COQ10 UBIQUINOL AND SELENIUM: YOU NEED THESE FOR STROKE OR HEART ATTACKS – INVITE HEALTH PODCAST EPISODE 555

[00:24:07] And the last thing is catechins. Well, it’s not the last thing, there’s also flavanols. Catechins are a type of flavanol. We spoke about Quercetin before and you also you often see Quercetin where there’s catechins, so catechins can be things like Epigallocatechin Gallate, EGCG, you find amazing amounts of this in green tea, but you find catechins in apples and pears and cocoa, in sweet potatoes. In purple potatoes, always go with the darker potatoes. They’re much healthier than a light potato, the lighter color potatoes. So the purple and the black potatoes and the red potatoes and the sweet potatoes are much healthier than regular potatoes because they have these catechins. Catechins will help protect the vascular system. There’s a huge amount of research on this, so yeah, I drink green tea every day. I eat an apple every day. I do have a piece of dark chocolate every day.†  [00:25:01]

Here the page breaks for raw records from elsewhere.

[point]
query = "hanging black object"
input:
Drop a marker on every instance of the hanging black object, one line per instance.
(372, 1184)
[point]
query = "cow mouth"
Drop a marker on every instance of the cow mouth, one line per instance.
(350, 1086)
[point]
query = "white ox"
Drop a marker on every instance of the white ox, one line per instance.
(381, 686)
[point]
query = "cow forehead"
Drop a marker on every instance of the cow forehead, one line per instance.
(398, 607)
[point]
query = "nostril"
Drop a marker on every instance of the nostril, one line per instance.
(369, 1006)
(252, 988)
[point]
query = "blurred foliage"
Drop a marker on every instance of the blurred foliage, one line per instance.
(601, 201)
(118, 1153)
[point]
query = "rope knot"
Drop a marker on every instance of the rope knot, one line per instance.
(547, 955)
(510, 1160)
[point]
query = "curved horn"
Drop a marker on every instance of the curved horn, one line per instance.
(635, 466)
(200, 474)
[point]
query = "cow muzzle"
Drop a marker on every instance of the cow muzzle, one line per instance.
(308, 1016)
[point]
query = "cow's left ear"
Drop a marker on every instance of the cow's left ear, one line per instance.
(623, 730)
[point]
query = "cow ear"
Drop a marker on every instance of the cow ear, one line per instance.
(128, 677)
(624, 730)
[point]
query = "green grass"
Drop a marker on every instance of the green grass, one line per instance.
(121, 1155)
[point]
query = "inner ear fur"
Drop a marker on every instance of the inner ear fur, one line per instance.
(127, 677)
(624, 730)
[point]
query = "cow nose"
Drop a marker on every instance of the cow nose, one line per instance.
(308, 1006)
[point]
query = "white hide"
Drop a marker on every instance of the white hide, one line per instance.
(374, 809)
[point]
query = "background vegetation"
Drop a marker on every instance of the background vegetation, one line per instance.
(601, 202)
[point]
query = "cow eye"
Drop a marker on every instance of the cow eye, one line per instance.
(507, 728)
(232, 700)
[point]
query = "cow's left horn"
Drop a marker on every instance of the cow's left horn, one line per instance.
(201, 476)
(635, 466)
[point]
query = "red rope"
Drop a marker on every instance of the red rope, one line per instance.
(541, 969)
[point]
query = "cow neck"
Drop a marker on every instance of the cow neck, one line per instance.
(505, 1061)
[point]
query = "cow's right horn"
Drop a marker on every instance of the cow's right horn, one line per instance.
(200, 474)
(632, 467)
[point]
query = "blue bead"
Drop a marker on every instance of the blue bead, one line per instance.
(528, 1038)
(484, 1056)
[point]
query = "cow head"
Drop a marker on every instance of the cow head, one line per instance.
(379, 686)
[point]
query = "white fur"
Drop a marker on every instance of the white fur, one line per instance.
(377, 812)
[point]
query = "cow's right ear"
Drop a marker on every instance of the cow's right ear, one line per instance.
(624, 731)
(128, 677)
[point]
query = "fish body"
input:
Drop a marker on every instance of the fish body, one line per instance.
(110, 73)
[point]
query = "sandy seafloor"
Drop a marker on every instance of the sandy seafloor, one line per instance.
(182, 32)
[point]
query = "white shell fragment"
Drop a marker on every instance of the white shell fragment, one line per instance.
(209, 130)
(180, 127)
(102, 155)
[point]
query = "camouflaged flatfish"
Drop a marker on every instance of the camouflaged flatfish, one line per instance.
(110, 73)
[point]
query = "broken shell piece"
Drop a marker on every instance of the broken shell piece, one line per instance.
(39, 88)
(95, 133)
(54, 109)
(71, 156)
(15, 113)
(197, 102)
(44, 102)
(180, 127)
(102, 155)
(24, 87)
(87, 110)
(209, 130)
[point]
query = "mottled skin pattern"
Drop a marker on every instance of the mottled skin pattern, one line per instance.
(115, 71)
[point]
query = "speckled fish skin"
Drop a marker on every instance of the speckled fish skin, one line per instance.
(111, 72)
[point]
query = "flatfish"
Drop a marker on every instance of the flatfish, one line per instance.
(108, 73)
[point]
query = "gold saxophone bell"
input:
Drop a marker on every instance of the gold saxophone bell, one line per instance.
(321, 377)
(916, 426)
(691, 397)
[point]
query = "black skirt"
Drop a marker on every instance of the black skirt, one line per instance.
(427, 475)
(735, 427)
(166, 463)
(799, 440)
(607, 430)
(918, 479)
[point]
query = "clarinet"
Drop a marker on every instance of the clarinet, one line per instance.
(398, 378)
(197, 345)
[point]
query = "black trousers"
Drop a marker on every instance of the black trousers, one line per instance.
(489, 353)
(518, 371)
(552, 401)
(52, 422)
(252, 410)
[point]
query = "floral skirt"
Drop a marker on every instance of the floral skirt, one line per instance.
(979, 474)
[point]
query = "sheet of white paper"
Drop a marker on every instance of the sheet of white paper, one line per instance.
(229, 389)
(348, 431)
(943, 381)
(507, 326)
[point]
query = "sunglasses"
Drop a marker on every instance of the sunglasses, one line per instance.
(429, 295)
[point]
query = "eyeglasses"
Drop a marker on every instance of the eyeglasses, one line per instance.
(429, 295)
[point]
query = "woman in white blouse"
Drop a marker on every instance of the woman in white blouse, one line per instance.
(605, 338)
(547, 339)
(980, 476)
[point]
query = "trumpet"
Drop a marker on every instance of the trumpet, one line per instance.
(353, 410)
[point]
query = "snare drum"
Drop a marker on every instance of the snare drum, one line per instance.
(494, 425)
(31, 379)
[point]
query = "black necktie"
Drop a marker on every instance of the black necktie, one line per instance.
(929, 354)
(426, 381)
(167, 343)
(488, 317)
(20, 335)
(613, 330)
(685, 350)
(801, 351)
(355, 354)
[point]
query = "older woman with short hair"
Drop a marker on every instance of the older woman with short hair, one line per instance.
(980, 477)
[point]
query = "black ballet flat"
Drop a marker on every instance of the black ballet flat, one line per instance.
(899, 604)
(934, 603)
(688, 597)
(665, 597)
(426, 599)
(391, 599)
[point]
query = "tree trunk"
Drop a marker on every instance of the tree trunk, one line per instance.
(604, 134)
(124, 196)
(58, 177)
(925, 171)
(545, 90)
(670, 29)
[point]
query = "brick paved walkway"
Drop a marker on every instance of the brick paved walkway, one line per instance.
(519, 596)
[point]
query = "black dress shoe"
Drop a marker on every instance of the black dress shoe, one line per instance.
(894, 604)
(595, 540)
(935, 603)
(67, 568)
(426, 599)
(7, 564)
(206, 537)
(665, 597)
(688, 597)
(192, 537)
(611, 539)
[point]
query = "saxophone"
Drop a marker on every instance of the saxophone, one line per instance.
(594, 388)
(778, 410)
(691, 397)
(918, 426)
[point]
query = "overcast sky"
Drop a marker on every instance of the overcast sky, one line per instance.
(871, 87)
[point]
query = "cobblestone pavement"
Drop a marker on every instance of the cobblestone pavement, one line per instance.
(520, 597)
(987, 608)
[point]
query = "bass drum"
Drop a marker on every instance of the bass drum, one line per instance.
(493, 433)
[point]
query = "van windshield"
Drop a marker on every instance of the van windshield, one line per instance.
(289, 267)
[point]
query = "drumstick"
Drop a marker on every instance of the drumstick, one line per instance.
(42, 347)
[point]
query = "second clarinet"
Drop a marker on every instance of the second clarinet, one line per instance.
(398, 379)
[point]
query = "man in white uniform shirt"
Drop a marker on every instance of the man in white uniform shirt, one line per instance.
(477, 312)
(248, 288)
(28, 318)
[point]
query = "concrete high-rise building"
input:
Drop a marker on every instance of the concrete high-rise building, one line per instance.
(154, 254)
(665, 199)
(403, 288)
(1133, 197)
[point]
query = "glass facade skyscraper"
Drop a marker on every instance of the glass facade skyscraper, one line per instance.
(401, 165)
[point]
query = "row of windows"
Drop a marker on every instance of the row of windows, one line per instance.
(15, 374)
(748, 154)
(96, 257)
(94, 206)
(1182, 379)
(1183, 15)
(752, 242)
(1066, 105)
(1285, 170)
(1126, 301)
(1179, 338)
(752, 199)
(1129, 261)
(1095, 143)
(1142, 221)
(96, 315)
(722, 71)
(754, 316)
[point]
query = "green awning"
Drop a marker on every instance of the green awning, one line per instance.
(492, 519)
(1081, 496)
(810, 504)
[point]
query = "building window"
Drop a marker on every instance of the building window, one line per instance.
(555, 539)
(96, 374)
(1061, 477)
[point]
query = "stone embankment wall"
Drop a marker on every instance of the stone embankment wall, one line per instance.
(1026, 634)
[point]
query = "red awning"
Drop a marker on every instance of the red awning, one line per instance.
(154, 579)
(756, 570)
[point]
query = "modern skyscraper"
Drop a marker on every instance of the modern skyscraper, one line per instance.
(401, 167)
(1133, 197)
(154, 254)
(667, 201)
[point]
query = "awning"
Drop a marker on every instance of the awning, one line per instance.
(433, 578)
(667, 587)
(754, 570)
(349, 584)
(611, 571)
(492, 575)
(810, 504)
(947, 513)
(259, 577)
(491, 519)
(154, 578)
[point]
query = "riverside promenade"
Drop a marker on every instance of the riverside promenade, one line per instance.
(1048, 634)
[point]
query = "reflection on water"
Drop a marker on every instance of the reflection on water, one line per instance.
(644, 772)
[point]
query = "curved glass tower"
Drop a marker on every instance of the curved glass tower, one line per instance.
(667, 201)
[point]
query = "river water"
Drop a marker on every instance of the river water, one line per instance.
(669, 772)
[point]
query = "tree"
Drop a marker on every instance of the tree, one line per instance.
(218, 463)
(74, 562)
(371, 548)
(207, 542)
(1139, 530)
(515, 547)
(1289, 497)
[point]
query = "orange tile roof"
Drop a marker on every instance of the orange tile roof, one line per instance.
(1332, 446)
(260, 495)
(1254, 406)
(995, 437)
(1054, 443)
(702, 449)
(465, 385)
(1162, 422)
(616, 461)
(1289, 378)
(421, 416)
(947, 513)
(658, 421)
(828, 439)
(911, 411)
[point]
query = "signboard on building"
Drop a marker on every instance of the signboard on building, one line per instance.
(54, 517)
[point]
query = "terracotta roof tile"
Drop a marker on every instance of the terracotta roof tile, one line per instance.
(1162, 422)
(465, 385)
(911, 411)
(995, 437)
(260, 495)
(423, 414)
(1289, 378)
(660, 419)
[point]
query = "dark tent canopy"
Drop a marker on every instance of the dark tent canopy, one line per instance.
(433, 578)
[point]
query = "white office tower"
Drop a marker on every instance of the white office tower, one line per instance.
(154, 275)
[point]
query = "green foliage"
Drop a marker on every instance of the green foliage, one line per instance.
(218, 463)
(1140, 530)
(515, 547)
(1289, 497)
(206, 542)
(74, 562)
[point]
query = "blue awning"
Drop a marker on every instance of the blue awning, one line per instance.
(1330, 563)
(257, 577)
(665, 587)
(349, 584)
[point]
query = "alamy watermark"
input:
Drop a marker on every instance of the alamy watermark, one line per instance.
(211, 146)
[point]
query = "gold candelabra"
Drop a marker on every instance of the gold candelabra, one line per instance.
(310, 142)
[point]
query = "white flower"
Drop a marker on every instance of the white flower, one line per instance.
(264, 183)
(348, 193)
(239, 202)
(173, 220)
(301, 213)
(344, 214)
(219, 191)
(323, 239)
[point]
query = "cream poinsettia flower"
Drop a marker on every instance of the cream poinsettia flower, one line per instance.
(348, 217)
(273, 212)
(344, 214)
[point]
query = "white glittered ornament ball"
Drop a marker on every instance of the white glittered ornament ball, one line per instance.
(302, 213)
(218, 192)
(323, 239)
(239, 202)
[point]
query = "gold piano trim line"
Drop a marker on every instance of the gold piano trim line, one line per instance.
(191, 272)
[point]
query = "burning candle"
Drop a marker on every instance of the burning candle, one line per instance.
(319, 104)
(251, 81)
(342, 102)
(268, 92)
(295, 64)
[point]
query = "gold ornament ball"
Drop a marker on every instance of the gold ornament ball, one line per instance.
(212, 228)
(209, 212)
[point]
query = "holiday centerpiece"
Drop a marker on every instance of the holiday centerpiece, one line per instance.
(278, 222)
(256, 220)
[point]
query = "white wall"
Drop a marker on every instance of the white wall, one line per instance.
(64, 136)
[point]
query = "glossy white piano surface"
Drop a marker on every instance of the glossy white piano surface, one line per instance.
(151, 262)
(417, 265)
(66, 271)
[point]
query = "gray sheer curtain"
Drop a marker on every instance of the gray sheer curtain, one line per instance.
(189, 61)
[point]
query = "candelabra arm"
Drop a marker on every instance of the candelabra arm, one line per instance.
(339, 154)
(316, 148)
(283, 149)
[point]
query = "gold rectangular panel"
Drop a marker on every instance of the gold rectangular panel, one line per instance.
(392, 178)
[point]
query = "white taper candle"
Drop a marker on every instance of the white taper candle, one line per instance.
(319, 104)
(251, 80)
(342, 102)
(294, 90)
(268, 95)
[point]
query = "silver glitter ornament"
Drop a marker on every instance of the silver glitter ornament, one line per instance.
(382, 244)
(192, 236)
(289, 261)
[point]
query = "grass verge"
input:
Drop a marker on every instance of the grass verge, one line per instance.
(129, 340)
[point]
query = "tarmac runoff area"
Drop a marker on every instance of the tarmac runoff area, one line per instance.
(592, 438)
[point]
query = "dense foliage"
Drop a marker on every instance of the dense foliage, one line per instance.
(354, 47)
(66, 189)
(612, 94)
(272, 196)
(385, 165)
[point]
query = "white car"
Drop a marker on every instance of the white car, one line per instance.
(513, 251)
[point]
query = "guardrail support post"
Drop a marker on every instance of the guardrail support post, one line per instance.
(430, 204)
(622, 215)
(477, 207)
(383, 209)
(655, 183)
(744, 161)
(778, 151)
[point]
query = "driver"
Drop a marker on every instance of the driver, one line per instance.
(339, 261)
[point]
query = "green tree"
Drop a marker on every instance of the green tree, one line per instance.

[00:25:03] And the last thing is flavanols. And once again you find flavanols where you find catechins. So green tea, apples, cocoa, berries like blueberries and blackberries, onions, kale, broccoli, lettuce. So you know, you can eat your way to good health and lower your risk of heart disease by consuming these foods. But also make sure you get a good multivitamin. Plus you want the active folate, methyltetrahydrafolate, you want the vitamin D, you want the Zinc, you want some magnesium. Don’t depend on your food to get enough Zinc and Magnesium. It probably is not happening. Same with vitamin D. And, you know, you might want to think about taking Quercetin like I do and Turmeric, you know, a well absorbed turmeric that supplies curcumin and all those other ingredients. These are ways to lower the risk of diseases. I mean, it’s it’s pretty solid evidence out there. There’s a great deal of evidence. And anyway, thanks for listening to my episode. You can find all of our episodes at InVite Health for free from Invite Health for free, wherever you listen to podcasts or just go to Invitehealth.com/podcast. You can also find Invite at Twitter, Instagram and Facebook at Invite Health. I want to thank you for listening today and I hope to see you next time on the next episode of InViteⓇ Health Podcast. Jerry Hickey signing off. Have a great day. Really have a great one.†   [00:25:03]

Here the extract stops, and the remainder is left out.